Question

A spherical shell of lead, whose external diameter is$18cm$, is melted and recast into a right circular cylinder, whose height is$8cm$ and diameter is$12cm$. Determine the internal diameter of the shell.

Answer 1

Hint: Consider a symbols form internal radii of shell and since it is melted and recast
volume of spherical shell=volume of right circular cylinder and solve it.
So first of all we have to find the internal diameter of the shell.
So for spherical shell,
So in question it is given that the spherical shell of lead was melted and then recast into a right circular cylinder.
So now we have given the external diameter of the spherical shell of lead as$18cm$.
So we know that radius is half of diameter.

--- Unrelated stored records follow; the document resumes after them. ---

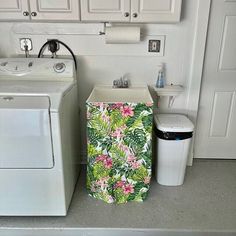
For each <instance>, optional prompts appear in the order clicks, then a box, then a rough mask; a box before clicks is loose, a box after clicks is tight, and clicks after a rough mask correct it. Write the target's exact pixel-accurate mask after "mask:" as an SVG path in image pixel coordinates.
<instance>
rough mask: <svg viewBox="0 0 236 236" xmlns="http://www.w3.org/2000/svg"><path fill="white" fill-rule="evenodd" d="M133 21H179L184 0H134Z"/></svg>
mask: <svg viewBox="0 0 236 236" xmlns="http://www.w3.org/2000/svg"><path fill="white" fill-rule="evenodd" d="M131 3H132V5H131V21H132V22H160V23H161V22H163V23H168V22H178V21H180V14H181V4H182V0H132V1H131Z"/></svg>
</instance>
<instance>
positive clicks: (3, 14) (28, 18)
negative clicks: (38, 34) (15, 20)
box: [0, 0, 29, 20]
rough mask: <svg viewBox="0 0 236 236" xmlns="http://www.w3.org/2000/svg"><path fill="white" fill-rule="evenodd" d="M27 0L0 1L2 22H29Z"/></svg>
mask: <svg viewBox="0 0 236 236" xmlns="http://www.w3.org/2000/svg"><path fill="white" fill-rule="evenodd" d="M28 19H29V9H28V2H27V0H6V1H5V0H4V1H3V0H2V1H0V20H28Z"/></svg>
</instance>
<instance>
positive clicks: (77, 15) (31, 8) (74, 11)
mask: <svg viewBox="0 0 236 236" xmlns="http://www.w3.org/2000/svg"><path fill="white" fill-rule="evenodd" d="M29 2H30V10H31V19H32V20H63V21H65V20H80V12H79V1H78V0H50V1H49V0H30V1H29Z"/></svg>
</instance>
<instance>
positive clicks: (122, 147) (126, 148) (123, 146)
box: [118, 144, 130, 155]
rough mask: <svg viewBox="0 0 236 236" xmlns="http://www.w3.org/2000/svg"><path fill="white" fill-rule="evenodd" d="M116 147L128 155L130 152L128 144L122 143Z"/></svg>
mask: <svg viewBox="0 0 236 236" xmlns="http://www.w3.org/2000/svg"><path fill="white" fill-rule="evenodd" d="M118 147H119V148H120V149H121V150H122V151H123V152H125V153H126V154H128V155H129V154H130V149H129V147H128V146H126V145H123V144H119V145H118Z"/></svg>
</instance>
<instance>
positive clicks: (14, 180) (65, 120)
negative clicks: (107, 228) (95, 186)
mask: <svg viewBox="0 0 236 236" xmlns="http://www.w3.org/2000/svg"><path fill="white" fill-rule="evenodd" d="M77 99H78V96H77V82H76V77H75V71H74V63H73V61H72V60H66V59H44V58H5V59H0V215H2V216H3V215H12V216H16V215H24V216H26V215H35V216H36V215H37V216H40V215H44V216H46V215H66V214H67V210H68V207H69V204H70V201H71V198H72V195H73V192H74V188H75V184H76V181H77V177H78V174H79V158H78V157H79V150H78V146H79V141H78V140H79V139H78V135H79V132H78V122H79V117H78V116H79V115H78V101H77Z"/></svg>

Let us assume ${{R}_{1}}$as an external radius of a spherical shell.
So external radius of spherical shell can be calculated as,
${{R}_{1}}=\dfrac{18}{2}=9cm$
So we get external radius${{R}_{1}}$as$9cm$,
So let us assume that${{R}_{2}}$is the internal radius of the spherical shell.

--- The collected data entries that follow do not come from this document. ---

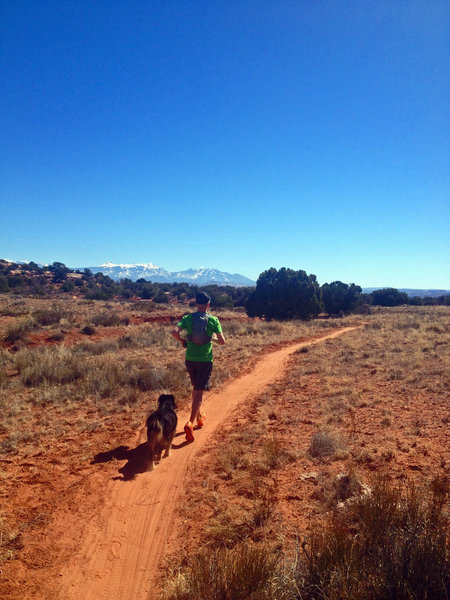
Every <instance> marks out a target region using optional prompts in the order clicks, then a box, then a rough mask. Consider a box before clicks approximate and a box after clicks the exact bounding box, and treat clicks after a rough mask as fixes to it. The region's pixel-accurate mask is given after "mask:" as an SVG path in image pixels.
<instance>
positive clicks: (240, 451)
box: [217, 444, 245, 479]
mask: <svg viewBox="0 0 450 600" xmlns="http://www.w3.org/2000/svg"><path fill="white" fill-rule="evenodd" d="M243 464H245V457H244V453H243V452H242V448H240V446H239V445H238V444H231V445H229V446H227V447H226V448H224V449H223V451H221V452H220V454H219V455H218V456H217V466H218V469H219V470H220V472H221V473H223V475H224V477H225V479H231V478H232V477H233V473H234V471H236V470H237V469H239V467H241V466H242V465H243Z"/></svg>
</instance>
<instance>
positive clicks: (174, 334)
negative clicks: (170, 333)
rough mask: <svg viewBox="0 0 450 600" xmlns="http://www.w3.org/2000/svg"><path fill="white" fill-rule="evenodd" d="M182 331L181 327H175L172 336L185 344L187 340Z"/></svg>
mask: <svg viewBox="0 0 450 600" xmlns="http://www.w3.org/2000/svg"><path fill="white" fill-rule="evenodd" d="M180 331H181V329H180V328H179V327H175V329H174V330H173V331H172V336H173V337H174V338H175V339H176V340H177V341H178V342H180V344H181V345H182V346H183V345H184V343H185V342H186V340H184V339H183V338H182V337H181V335H180Z"/></svg>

So for right circular cylinder,
Let us assume$H$as the height of the right circular cylinder .
It is given that the height of the right circular cylinder $H$is$8cm$.
So the diameter of the right circular cylinder is given as$12cm$.
So the radius is half of diameter.
Let us assume $R$ as the radius of the right circular cylinder.
So the radius is,
$R=\dfrac{12}{2}=6cm$
As the spherical shell is melted and recast to form a right circular cylinder.
So their volumes will be equal.
So volume of spherical shell=volume of right circular cylinder……..(1)
We know,
Volume of spherical shell$=\dfrac{4}{3}\pi (R_{1}^{3}-R_{2}^{3})$……….(2)
Volume of right circular cylinder$=\pi {{R}^{2}}H$………….(3)
So from (1), (2) and (3), we get,
$\dfrac{4}{3}\pi (R_{1}^{3}-R_{2}^{3})=\pi {{R}^{2}}H$
$\dfrac{4}{3}(R_{1}^{3}-R_{2}^{3})={{R}^{2}}H$
Now substituting the given values for ${{R}_{1}},RandH$We get,
$\begin{align}
  & \dfrac{4}{3}({{9}^{3}}-R_{2}^{3})=({{6}^{2}})8 \\
 & \dfrac{4}{3}({{9}^{3}}-R_{2}^{3})=36\times 8 \\
 & \dfrac{4}{3}({{9}^{3}}-R_{2}^{3})=288 \\
 & 4({{9}^{3}}-R_{2}^{3})=288\times 3 \\
 & ({{9}^{3}}-R_{2}^{3})=\dfrac{288\times 3}{4} \\
 & ({{9}^{3}}-R_{2}^{3})=216 \\
\end{align}$
Now rearranging the equation we get,
$\begin{align}
  & {{9}^{3}}-216=R_{2}^{3} \\
 & 729-216=R_{2}^{3} \\
 & 513=R_{2}^{3} \\
\end{align}$
$\begin{align}
  & R_{2}^{3}=513 \\
 & {{R}_{2}}={{(513)}^{\dfrac{1}{3}}} \\
\end{align}$
So we can write ${{(513)}^{\dfrac{1}{3}}}={{(27\times 19)}^{\dfrac{1}{3}}}$we get,
$\begin{align}
  & {{R}_{2}}={{(27\times 19)}^{\dfrac{1}{3}}} \\
 & {{R}_{2}}={{({{3}^{3}}\times 19)}^{\dfrac{1}{3}}} \\
\end{align}$
Now taking ${{3}^{3}}$outside the bracket we get,
${{R}_{2}}=3{{(19)}^{\dfrac{1}{3}}}$
So we have got the internal radius of spherical shell${{R}_{2}}$as $3{{(19)}^{\dfrac{1}{3}}}$.
So we know that diameter is twice of radius, we get,
Let internal diameter be ${{D}_{2}}$,
So ${{D}_{2}}=2{{R}_{2}}=2\times 3{{(19)}^{\dfrac{1}{3}}}=6{{(19)}^{\dfrac{1}{3}}}$
So ${{D}_{2}}=6{{(19)}^{\dfrac{1}{3}}}cm$
So we get that the internal diameter of the spherical shell of lead is $6{{(19)}^{\dfrac{1}{3}}}cm$.
Note: Read the question in a thorough manner. It is given that the spherical shell is converted to a right
 circular cylinder. You must know the formula of volume of spherical shell$=\dfrac{4}{3}\pi (R_{1}^{3}-R_{2}^{3})$and volume of right circular cylinder$=\pi {{R}^{2}}H$. Give a proper notation for internal and external radius and diameter so that you do not get confused.